Reliable knowledge grows from honest exchange of field data and lessons learned under deadline pressure. In my own circles, discussions around 2-hydroxy-4-methyl-5-nitropyridine often focus less on its theoretical virtues and more on real-world performance—batch reliability, cleanup ease, storage stability, adaptability. Each success or hiccup adds to a shared playbook that lifts everyone a little closer to smarter, safer chemistry.
Professional societies and industry working groups support this exchange, publishing field notes, technical bulletins, and application case studies. These resources save untold hours for those about to embark on ambitious projects, offering guidance rooted not in marketing, but in lived experience. Every time a team finds a better, safer route using this compound, the improvement becomes a stepping stone for others in the field.
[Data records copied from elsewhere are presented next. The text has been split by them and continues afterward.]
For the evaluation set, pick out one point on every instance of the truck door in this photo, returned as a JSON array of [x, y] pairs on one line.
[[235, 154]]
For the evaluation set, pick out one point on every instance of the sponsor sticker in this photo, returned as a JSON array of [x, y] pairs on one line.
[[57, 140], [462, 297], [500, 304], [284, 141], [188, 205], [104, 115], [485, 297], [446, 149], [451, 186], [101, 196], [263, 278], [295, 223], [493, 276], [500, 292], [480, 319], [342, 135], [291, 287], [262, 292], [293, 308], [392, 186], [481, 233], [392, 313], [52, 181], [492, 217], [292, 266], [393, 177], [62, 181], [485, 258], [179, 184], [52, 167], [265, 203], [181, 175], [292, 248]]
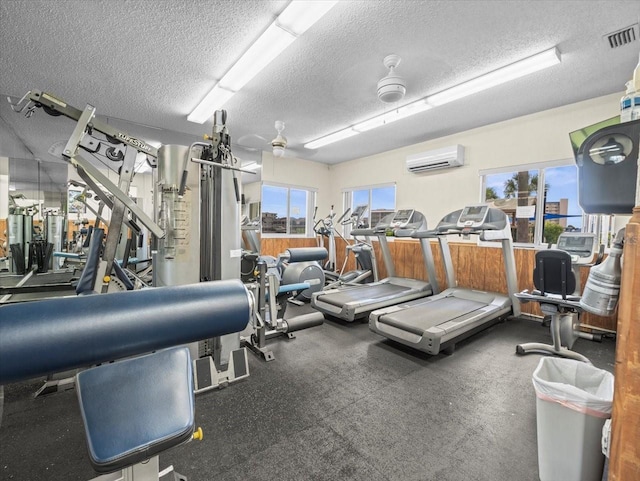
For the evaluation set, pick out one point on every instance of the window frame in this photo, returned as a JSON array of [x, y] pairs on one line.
[[312, 197], [347, 200], [540, 167]]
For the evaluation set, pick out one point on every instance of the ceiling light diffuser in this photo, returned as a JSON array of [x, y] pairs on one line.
[[294, 20], [330, 139], [529, 65], [390, 117]]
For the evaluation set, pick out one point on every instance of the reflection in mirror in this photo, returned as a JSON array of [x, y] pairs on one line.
[[37, 193]]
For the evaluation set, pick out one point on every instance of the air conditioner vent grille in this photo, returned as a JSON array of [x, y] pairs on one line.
[[623, 36]]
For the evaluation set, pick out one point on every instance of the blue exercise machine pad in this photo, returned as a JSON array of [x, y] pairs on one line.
[[136, 408]]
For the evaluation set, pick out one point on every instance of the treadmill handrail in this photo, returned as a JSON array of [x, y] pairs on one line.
[[363, 232]]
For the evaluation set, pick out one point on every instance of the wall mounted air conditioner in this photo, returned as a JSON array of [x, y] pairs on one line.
[[436, 159]]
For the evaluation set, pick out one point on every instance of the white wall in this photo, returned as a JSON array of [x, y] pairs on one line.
[[539, 137], [4, 188]]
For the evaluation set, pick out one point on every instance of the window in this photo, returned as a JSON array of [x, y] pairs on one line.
[[286, 210], [380, 200], [550, 189]]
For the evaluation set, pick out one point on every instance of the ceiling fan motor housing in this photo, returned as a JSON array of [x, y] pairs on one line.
[[392, 87]]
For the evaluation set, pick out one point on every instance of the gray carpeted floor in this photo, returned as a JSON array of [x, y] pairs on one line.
[[338, 402]]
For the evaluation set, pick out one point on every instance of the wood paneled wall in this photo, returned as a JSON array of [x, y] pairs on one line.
[[476, 267], [3, 236], [624, 464]]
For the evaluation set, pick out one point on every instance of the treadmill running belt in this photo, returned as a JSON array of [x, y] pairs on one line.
[[364, 294], [430, 313]]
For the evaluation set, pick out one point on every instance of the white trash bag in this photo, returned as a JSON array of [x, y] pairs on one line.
[[574, 384]]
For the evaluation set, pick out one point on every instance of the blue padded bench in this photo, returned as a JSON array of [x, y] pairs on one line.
[[136, 408]]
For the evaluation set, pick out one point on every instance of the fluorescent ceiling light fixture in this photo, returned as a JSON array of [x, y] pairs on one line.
[[330, 139], [251, 166], [268, 46], [384, 119], [529, 65], [392, 116], [299, 16], [290, 24]]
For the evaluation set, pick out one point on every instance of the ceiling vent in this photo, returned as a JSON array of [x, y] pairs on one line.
[[623, 36]]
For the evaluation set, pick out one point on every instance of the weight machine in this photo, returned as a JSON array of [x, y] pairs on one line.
[[197, 193]]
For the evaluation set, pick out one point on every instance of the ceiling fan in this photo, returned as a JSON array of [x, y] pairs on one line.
[[279, 144]]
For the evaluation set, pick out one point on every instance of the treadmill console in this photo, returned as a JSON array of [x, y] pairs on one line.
[[401, 219], [580, 245], [359, 210], [473, 216]]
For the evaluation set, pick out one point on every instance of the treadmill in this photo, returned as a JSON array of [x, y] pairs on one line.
[[437, 323], [352, 302]]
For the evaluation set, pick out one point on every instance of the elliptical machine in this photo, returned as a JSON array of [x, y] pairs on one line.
[[366, 269]]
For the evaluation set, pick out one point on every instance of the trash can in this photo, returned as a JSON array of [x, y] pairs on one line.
[[574, 400]]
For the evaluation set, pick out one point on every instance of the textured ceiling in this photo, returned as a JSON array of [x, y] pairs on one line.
[[151, 62]]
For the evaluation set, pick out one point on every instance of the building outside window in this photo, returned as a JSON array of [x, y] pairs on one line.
[[541, 200], [381, 200], [286, 210]]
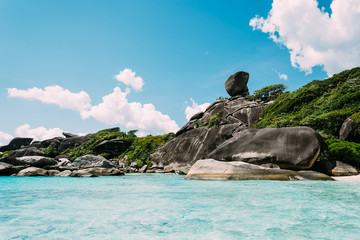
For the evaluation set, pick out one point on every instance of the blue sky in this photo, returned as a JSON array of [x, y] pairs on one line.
[[180, 52]]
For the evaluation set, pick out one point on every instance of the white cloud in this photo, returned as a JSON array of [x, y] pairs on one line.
[[194, 108], [281, 75], [39, 133], [5, 138], [127, 76], [115, 109], [55, 95], [312, 36]]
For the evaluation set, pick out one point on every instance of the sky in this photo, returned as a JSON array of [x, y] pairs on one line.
[[82, 66]]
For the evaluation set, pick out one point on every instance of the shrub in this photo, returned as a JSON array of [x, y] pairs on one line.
[[348, 152], [214, 120]]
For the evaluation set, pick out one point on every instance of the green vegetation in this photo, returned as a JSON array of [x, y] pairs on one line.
[[106, 134], [269, 92], [137, 149], [348, 152], [142, 147], [321, 105]]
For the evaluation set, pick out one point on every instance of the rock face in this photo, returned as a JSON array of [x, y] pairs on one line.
[[290, 148], [206, 131], [36, 161], [236, 84], [210, 169], [92, 161], [16, 143]]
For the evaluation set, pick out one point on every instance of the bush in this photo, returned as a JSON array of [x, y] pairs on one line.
[[214, 120], [142, 147], [321, 105], [348, 152]]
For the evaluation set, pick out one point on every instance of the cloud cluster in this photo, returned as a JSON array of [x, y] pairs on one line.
[[114, 108], [55, 95], [194, 108], [281, 75], [313, 37], [5, 138], [127, 76], [39, 133]]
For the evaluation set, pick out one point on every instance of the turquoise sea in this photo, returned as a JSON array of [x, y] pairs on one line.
[[157, 206]]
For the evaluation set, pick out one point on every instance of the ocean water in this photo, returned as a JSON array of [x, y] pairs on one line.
[[157, 206]]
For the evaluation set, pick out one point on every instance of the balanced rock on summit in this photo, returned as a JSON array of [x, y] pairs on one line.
[[236, 84]]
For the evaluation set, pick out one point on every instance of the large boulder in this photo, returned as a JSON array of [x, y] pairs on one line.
[[36, 161], [210, 169], [207, 130], [290, 148], [236, 84], [16, 143], [92, 161], [32, 171]]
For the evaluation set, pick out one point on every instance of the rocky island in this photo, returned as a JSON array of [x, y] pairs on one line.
[[312, 133]]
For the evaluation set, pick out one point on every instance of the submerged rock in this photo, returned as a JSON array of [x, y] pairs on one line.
[[92, 161], [210, 169], [95, 172], [32, 171], [290, 148], [36, 161]]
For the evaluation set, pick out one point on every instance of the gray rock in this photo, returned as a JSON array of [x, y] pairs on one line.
[[16, 143], [65, 173], [196, 141], [290, 148], [335, 168], [32, 171], [36, 161], [210, 169], [134, 165], [143, 169], [92, 161], [347, 130], [95, 172], [64, 162], [52, 172], [236, 84], [6, 169]]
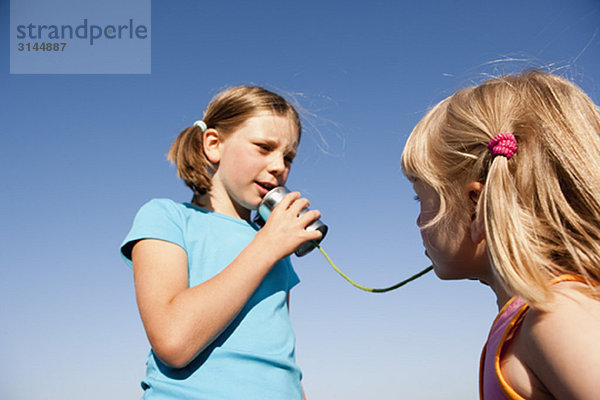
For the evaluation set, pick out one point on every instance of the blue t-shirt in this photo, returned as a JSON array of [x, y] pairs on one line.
[[254, 357]]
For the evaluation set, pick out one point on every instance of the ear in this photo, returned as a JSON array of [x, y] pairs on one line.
[[211, 142], [473, 193]]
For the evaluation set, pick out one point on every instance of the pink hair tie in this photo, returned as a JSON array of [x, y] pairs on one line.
[[503, 144]]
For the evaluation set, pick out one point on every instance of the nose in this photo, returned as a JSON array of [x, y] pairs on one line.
[[277, 164]]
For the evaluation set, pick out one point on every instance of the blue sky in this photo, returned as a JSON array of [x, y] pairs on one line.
[[81, 153]]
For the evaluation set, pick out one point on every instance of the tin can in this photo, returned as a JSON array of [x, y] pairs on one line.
[[271, 200]]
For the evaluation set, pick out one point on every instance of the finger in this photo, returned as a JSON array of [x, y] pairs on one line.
[[288, 199], [299, 204], [309, 217]]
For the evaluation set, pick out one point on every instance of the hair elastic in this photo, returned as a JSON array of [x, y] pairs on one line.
[[201, 124], [503, 144]]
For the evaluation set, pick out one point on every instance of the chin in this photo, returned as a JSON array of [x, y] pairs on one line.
[[447, 275]]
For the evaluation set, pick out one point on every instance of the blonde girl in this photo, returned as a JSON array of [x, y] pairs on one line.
[[508, 177], [211, 288]]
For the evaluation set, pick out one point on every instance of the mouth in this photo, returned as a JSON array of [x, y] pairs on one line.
[[265, 187]]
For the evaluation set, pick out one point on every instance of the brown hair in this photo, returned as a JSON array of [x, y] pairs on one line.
[[226, 111], [541, 208]]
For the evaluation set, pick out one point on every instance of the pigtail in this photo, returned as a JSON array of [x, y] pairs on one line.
[[512, 237], [187, 153]]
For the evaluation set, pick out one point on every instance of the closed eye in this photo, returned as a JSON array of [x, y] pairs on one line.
[[263, 146]]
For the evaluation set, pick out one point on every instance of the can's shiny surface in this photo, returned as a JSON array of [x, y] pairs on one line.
[[271, 200]]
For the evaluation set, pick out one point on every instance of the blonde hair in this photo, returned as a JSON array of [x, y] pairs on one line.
[[227, 111], [541, 208]]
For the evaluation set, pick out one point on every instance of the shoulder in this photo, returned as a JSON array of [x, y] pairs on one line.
[[560, 345], [160, 206], [161, 219]]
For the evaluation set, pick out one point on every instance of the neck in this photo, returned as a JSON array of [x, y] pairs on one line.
[[502, 294], [208, 202]]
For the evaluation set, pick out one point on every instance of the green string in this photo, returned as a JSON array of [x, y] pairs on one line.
[[367, 289]]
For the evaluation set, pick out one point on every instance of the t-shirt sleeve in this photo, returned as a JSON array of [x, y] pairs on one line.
[[157, 219]]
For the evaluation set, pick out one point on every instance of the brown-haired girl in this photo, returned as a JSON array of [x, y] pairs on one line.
[[508, 177], [212, 289]]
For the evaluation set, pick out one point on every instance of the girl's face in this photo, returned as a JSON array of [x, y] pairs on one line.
[[252, 160], [454, 253]]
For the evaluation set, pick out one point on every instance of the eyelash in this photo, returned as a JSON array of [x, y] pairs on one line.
[[265, 147]]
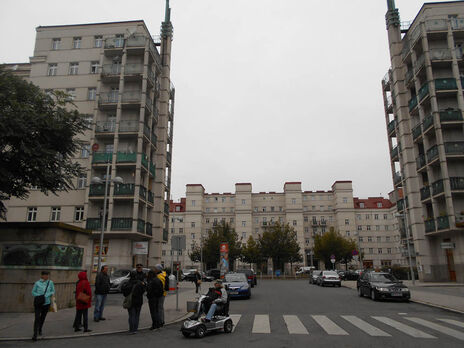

From what I’ve witnessed, such incremental progress all adds up, inching science and industry closer to more responsible and effective solutions.
This compound does more than deliver technical solutions—it helps set new standards for what researchers and developers expect from specialty chemicals. Selection decisions ripple outward, shaping not just today’s results, but what future teams inherit as normalized practice. Whether used as a workhorse reagent or as the star in a new innovation, 2-hydroxy-4-methyl-5-nitropyridine earns its place through a solid blend of reliability, practical versatility, and manageable risk profile.
For those working at the intersection of discovery and delivery—balanced between scientific ambition and practical constraints—this product quietly supports progress. By choosing tools that work across jobs, budgets, and safety plans, the whole field takes steady steps toward more credible, efficient, and ethical science.